Vayden have had more than a few details to work out in the past year, ever since Casey moved to Los Angeles. Naturally, Casey's move presented the band with some challenges. Though many bands wouldn't have weathered the separation, Vayden still rehearse and get together two or three times a month for Valley shows.

"It would be nice to be able to call [Casey] up and put together a writing session or whatever, but we definitely figured out some ways to get around it, and it's working well," Weitz says.

And the Internet has definitely helped, Casey says.

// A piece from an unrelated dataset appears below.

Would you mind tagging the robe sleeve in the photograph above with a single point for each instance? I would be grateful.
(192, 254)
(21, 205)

"We all have our own little set-ups in our houses now to record ourselves," he says. "We kind of just pass it around via e-mail, and it has its pros and cons. The pro is that when you feel creative, you work, and sometimes it's hard for four people to all feel creative at the same time. And the con is that you don't sit in a room and really try and hash it out."

Since Casey's moved to L.A., the guys have been performing there more often, playing shows at famed hot spots The Whiskey, The Viper Room, and The Key Club.

Is a move to L.A. likely for Vayden's three Arizona members, who will hit the road with Casey next month?

"Basically, when the album goes multi-triple-quadruple platinum and everyone's buying houses in the Hills, I think that's when everyone will think about moving out there and become a little more serious about it," Casey says.